- Born: Michel Ray Popper 21 July 1944 (age 81) Gerrards Cross, Buckinghamshire
- Spouse: Charlene Heineken (m. 1983)
- Children: 5

= Michel de Carvalho =

British sportsperson and actor (born 1944)

Michel Ray de Carvalho (born Michel Ray Popper; 21 July 1944) is a British financier, private banker, former Olympic skier and luger, and former child actor in films such as The Brave One, The Tin Star, and Lawrence of Arabia (under the name Michel Ray).

== Early life ==
He was born Michel Ray Popper in Gerrards Cross, Buckinghamshire, on 21 July 1944. Using the stage-name 'Michel Ray', he appeared in several films as a child and teenager, including the 1962 epic film Lawrence of Arabia (where he played the character Farraj, Lawrence's personal servant), The Divided Heart in 1954, The Tin Star with Henry Fonda and Anthony Perkins in 1957, and The Brave One in 1956 where he plays a young Mexican boy who tries to rescue his pet bull from being killed by a champion bullfighter.

He quit acting to attend Harvard University, which he later described as "just about the most stupid decision" he ever made. Nevertheless, de Carvalho graduated from Harvard and then earned an MBA degree from the same university.

De Carvalho represented Great Britain at the 1968 Winter Olympics in skiing, and luge at the 1972 and 1976 Winter Olympics.
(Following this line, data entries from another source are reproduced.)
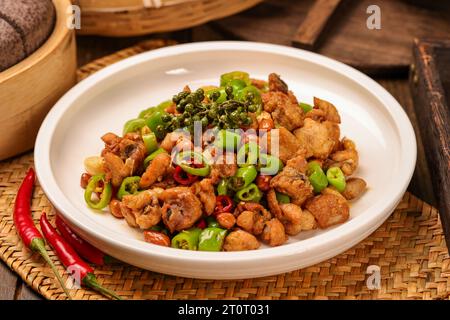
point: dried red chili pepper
(182, 177)
(70, 258)
(82, 247)
(223, 204)
(25, 225)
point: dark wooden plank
(386, 51)
(430, 80)
(8, 282)
(308, 34)
(421, 183)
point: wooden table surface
(90, 48)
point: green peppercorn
(252, 108)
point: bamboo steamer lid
(29, 88)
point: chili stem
(39, 247)
(90, 281)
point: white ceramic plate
(105, 100)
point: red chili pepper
(70, 258)
(82, 247)
(182, 177)
(25, 225)
(223, 204)
(202, 224)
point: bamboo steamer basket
(30, 88)
(120, 18)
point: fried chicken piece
(293, 181)
(329, 209)
(251, 217)
(240, 240)
(345, 158)
(156, 170)
(142, 209)
(181, 208)
(284, 111)
(204, 190)
(288, 144)
(274, 233)
(318, 138)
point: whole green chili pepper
(211, 239)
(251, 193)
(105, 196)
(269, 164)
(222, 188)
(243, 177)
(282, 198)
(152, 156)
(187, 239)
(222, 94)
(133, 125)
(227, 139)
(336, 178)
(212, 222)
(248, 154)
(316, 176)
(190, 168)
(226, 78)
(130, 185)
(306, 107)
(150, 142)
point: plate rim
(402, 124)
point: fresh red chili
(201, 224)
(182, 177)
(223, 204)
(70, 258)
(81, 246)
(25, 225)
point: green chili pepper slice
(190, 168)
(211, 239)
(222, 188)
(243, 177)
(226, 78)
(105, 196)
(269, 164)
(187, 239)
(133, 125)
(152, 156)
(282, 198)
(316, 176)
(237, 85)
(242, 95)
(251, 193)
(212, 222)
(248, 154)
(155, 123)
(130, 185)
(227, 139)
(306, 107)
(336, 178)
(150, 142)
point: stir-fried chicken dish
(227, 168)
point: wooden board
(430, 84)
(385, 51)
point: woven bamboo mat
(409, 248)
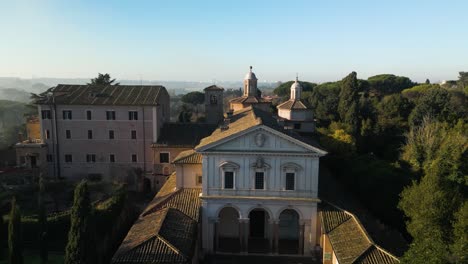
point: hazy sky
(206, 40)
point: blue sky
(206, 40)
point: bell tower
(250, 84)
(214, 110)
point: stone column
(275, 236)
(244, 226)
(301, 239)
(271, 228)
(216, 234)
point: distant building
(294, 113)
(214, 104)
(250, 95)
(31, 152)
(249, 187)
(101, 131)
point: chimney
(20, 137)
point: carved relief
(260, 139)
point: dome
(296, 85)
(250, 75)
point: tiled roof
(167, 229)
(183, 134)
(249, 100)
(247, 118)
(188, 157)
(104, 95)
(375, 255)
(292, 104)
(349, 240)
(213, 88)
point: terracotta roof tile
(183, 134)
(188, 157)
(249, 100)
(292, 104)
(349, 240)
(167, 229)
(213, 88)
(250, 117)
(66, 94)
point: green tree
(79, 249)
(42, 218)
(103, 79)
(384, 84)
(348, 103)
(194, 98)
(460, 246)
(15, 243)
(463, 80)
(324, 100)
(435, 103)
(431, 203)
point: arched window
(260, 169)
(228, 174)
(213, 99)
(289, 176)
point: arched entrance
(259, 231)
(289, 232)
(228, 230)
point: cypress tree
(15, 247)
(78, 250)
(42, 222)
(348, 103)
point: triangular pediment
(262, 139)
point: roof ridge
(159, 206)
(172, 247)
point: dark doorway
(33, 161)
(257, 223)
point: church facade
(260, 187)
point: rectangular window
(259, 181)
(110, 115)
(90, 158)
(228, 180)
(46, 114)
(68, 158)
(164, 157)
(290, 178)
(67, 114)
(132, 115)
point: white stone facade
(247, 209)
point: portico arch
(227, 230)
(291, 233)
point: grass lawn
(33, 258)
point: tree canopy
(79, 249)
(388, 83)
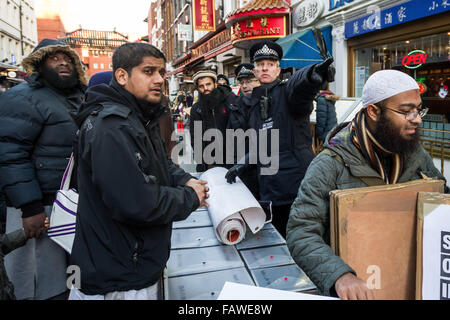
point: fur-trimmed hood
(48, 46)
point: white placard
(436, 254)
(237, 291)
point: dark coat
(325, 114)
(37, 130)
(291, 106)
(308, 229)
(212, 117)
(130, 193)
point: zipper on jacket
(135, 256)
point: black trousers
(280, 218)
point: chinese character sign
(204, 15)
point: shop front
(259, 20)
(10, 76)
(413, 37)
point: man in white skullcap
(380, 146)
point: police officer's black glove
(323, 72)
(235, 171)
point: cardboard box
(373, 230)
(433, 246)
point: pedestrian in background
(38, 130)
(325, 113)
(210, 112)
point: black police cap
(244, 70)
(266, 50)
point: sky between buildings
(127, 16)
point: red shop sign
(414, 59)
(204, 15)
(257, 28)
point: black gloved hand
(235, 171)
(323, 71)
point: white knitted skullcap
(385, 84)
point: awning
(300, 49)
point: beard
(389, 137)
(63, 83)
(213, 99)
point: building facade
(18, 38)
(18, 31)
(50, 27)
(95, 48)
(171, 28)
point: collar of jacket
(359, 166)
(260, 91)
(35, 81)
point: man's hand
(35, 226)
(200, 189)
(349, 287)
(234, 172)
(323, 72)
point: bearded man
(212, 111)
(37, 130)
(380, 146)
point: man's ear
(373, 112)
(121, 76)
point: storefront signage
(405, 12)
(213, 43)
(415, 59)
(308, 12)
(257, 28)
(204, 15)
(184, 32)
(334, 4)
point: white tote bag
(62, 220)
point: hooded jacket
(130, 192)
(212, 117)
(308, 229)
(37, 130)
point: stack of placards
(200, 265)
(433, 246)
(373, 230)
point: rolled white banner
(231, 230)
(231, 207)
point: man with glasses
(283, 107)
(37, 131)
(380, 146)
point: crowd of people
(130, 190)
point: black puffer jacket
(211, 117)
(36, 134)
(130, 192)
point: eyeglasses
(244, 82)
(57, 58)
(411, 115)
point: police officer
(284, 106)
(246, 78)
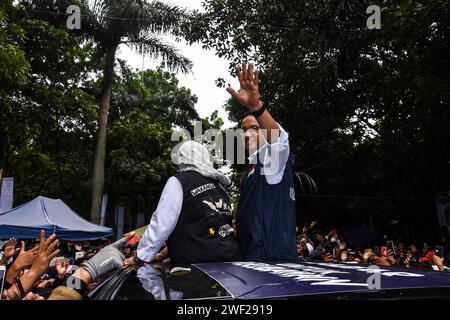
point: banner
(256, 280)
(7, 194)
In May 2013 he was named President of British Skeleton.

== Career ==
De Carvalho was the vice-chairman of investment banking at Citigroup, where he chaired Citi Private Bank in the EMEA (Europe, Middle East and Africa) region, a post to which he was appointed in November 2009.

He worked previously at HBS, Credit Suisse and Nikko Securities.

On 23 April 2015 he became the Executive Director at Heineken Holding N.V., but remains active as board member or director of several other business ventures.

In 2018 Carvalho was appointed chairman of CapGen.

== Personal life ==
He married Dutch Heineken heiress Charlene Heineken in Perroy in 1983. In 2002 Charlene inherited a fortune of GBP3 billion ($4.8bn) upon the death of her father, Freddy Heineken. They have five children (two sons and three daughters, including twins, born between 1984 and 1991).

==Partial filmography==
- The Divided Heart (1954) - Toni
- The Brave One (1956) - Leonardo
- The Tin Star (1957) - Kip Mayfield
- Flood Tide (1957) - David Gordon
- The Space Children (1958) - Bud Brewster
- The Naked City (TV series) (S1.E26) (1959) - Felipe
- Lawrence of Arabia (1962) - Farraj

== Bibliography ==
- Holmstrom, John. The Moving Picture Boy: An International Encyclopaedia from 1895 to 1995, Norwich, Michael Russell, 1996, p. 248.